Source: Yojana magazine
History of Blind Education
- Miss Annie Sharp, an Anglican was instrumental in launching a facility in Amritsar for the blind in the year 1887.
- It imparted basic training in beadwork, reed work and reading of religious scripture.
- Ms. Jane Askwith was an educationist herself, who desired to impart good education and training to visually impaired in order to make them self sufficient. That facility commenced in 1890
- Ms. Millard gathered some poor blind from some villages during drought and launched a facility for them at Bombay in 1900 for their care.
- The number of such institutions increased in undivided India by 1944
- The major features of this era were;
- Institutions were limited to primary level only
- Lack of an all India Braille code( Braille is a dot-based tactile system of reading and writing used by visually impaired
- Absence of Braille printing unit in the country
- Lack of production facility even for simple equipment needed by blind
Important programmes and initiatives related to Blind education are:
- 1947- A small unit for education and rehabilitation of visually impaired was established in the Ministry of Education(as per the recommendations contained in the Government of India Report on Blindness, 1944- Lt. Col. Sir Clutha Mackenzie played a major role in writing this report)
- Government of India appointed Mr Clutha as an Officer on special duty (Blindness) in 1942 for the rehabilitation of the Indian War blinded during the ongoing world war.
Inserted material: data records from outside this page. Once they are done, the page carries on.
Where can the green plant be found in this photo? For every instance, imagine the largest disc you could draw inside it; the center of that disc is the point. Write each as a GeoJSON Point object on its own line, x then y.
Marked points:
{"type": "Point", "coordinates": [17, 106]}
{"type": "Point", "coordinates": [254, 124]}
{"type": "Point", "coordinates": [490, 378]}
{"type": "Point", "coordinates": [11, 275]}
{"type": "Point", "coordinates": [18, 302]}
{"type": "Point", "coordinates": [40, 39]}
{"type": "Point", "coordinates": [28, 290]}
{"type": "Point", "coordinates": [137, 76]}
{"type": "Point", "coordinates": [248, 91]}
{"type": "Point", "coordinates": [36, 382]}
- Finalization of principles drawing for braille codes in the world.
- 1951- India adopted the Uniform Braille codes for various languages in India in 1951.
- 1952- Establishment of first-ever Braille plant named Central Braille Plant at Dehradun
- The central Braille press was followed by the manufacturing of Braille appliances unit set up in 1954 to produce and provide simple equipment like Braille slate and stylus, Arithmetic Braille slate etc
- In addition to the NGOs, Government set up its first school called Model School for Blind Children in 1959 at Dehradun.
- The central scheme set up four Regional Centres for the Teachers of the Blind commencing the programme in 1960.
- That decade witnessed the establishment of such centres at Bombay. Delhi, Calcutta and Madras respectively.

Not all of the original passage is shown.